How Small Employer Plot Premiums are Calculated
The tariff for any given small employer plot are not solely determined by the benefits and deductibles of the plot itself. Certain objective “case characteristics,” along with any health status-related factors of employees, may also be gears in determining the premium rate for the small employer group. Case characteristics consist of age, gender, group size, industry, and geography. Carriers can use some or all of these five objective criteria:
- Age of employees: Older people can practically be expected to have more expensive and more frequent health-related claims. Generally, the older your workforce, the more your plot will cost.
- Gender: Females generally incur higher medical costs than males at younger ages, above all during childbearing being.

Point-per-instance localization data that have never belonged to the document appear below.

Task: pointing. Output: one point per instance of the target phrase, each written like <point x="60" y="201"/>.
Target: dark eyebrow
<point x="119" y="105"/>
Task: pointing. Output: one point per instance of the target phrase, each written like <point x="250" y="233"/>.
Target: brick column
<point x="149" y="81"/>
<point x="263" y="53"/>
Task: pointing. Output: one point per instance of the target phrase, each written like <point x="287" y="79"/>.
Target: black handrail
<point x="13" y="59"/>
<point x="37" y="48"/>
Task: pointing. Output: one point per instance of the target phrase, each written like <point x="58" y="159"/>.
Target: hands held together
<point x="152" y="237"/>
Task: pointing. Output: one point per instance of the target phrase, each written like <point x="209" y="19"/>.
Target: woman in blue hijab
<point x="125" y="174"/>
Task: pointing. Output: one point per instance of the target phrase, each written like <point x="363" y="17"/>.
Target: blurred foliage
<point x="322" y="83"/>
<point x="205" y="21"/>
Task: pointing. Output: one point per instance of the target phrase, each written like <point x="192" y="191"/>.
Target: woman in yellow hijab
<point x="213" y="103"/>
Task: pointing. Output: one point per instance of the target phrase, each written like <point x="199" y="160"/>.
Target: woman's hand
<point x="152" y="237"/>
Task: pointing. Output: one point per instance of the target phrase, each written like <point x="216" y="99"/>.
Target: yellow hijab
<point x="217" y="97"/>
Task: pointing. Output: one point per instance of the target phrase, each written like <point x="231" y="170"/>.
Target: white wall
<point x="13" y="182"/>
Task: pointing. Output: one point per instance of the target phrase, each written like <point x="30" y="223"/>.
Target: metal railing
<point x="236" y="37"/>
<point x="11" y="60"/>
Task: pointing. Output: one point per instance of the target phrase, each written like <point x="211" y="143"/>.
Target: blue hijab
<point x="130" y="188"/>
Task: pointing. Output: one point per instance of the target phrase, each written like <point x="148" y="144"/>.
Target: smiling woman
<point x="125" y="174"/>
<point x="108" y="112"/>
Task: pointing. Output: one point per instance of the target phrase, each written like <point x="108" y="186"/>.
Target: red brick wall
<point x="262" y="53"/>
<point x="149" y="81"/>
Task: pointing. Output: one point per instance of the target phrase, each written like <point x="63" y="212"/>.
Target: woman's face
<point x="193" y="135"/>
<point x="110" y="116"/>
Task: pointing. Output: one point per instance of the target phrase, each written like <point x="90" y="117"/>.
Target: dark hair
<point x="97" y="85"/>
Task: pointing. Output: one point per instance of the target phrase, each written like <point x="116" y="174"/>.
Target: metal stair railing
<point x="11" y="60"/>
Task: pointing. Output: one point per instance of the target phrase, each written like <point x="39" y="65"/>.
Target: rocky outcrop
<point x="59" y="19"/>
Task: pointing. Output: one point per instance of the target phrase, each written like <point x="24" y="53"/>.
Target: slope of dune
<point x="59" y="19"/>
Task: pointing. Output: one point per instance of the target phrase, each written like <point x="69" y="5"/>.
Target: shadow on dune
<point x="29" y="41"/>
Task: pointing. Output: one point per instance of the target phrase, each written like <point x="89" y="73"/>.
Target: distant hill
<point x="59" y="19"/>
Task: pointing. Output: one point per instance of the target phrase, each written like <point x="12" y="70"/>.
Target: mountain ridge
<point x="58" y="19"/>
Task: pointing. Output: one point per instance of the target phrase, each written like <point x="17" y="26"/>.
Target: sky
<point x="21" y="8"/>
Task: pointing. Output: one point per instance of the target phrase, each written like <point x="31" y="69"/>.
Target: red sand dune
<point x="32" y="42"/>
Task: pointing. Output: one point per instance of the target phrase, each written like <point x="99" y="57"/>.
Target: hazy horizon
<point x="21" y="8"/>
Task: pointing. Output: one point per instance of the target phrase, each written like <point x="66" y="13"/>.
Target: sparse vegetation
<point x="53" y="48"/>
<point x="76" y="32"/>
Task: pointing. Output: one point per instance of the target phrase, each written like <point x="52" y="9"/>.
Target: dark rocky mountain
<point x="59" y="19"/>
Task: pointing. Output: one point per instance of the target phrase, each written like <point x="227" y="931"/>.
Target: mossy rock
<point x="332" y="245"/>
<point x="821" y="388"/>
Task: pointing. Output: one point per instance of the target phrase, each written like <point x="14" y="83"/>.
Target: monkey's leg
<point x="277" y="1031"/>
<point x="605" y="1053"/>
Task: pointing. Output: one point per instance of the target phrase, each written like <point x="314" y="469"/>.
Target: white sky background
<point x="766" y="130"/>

The variance diminishes with age in anticipation of medical costs for males start to exceed those for females as they near ages 50 and 60. If you have a younger, proportionately more female workforce, or one that is older and proportionately more male, expect to pay higher premiums.
- Number of plot participants: Carriers often base tariff on group size for two reasons. As size increases, administrative costs per insured fall. Also, less vital groups tend to buy health coverage based on the targeted needs of participants, increasing the likelihood of claims for the benefits provided. As group size increases, this “custom-tailoring” becomes more hard and premiums tend to fall. But, the highest group size factor may not exceed the buck group size factor by more than 20 percent.
- Industry: Some industries have higher medical claims costs than others because of working conditions and the prevalence of accidents. High employee turnover in some industries can also result in higher administrative costs for the carrier. But, the highest industry factor a carrier charges may not exceed the buck factor by more than 15 percent.
- Geographic area: Health care costs vary by region due to differences in cost of living and medical practices, as well as the amount of medical competition in the area. Most plans vary tariff by either county or ZIP code, using the employer’s business address to set tariff.
The rating process for a small-employer group can be described as a two-step process. Initially, a carrier determines a premium rate based on case characteristics and plot point, without regard to health status-related factors. This produces the baseline price of the policy. Second, the carrier may adjust the rate to reflect health status-related factors of the group. This adjustment must apply uniformly to all members of the group and may not exceed 67 percent of the baseline price of the policy.
Group health indemnity can be not practically priced for many small businesses, not to mention an administrative headache. Another alternative to group health indemnity plans is to offer individual health indemnity options to your employees. By law, an employer is not allowed to contribute to these plans, or that would be treated as group indemnity under Texas state law. But you can still help your employees become insured in a excellent plot and improve their health and well-being and also improve employee retention in the process. If you’re a small business title-holder who want to offer practically priced health indemnity plans to your employees, but can’t afford group health indemnity, you should consider donation your employees the revolutionary, comprehensive individual health indemnity solutions made by companies particularly for young, healthy individuals.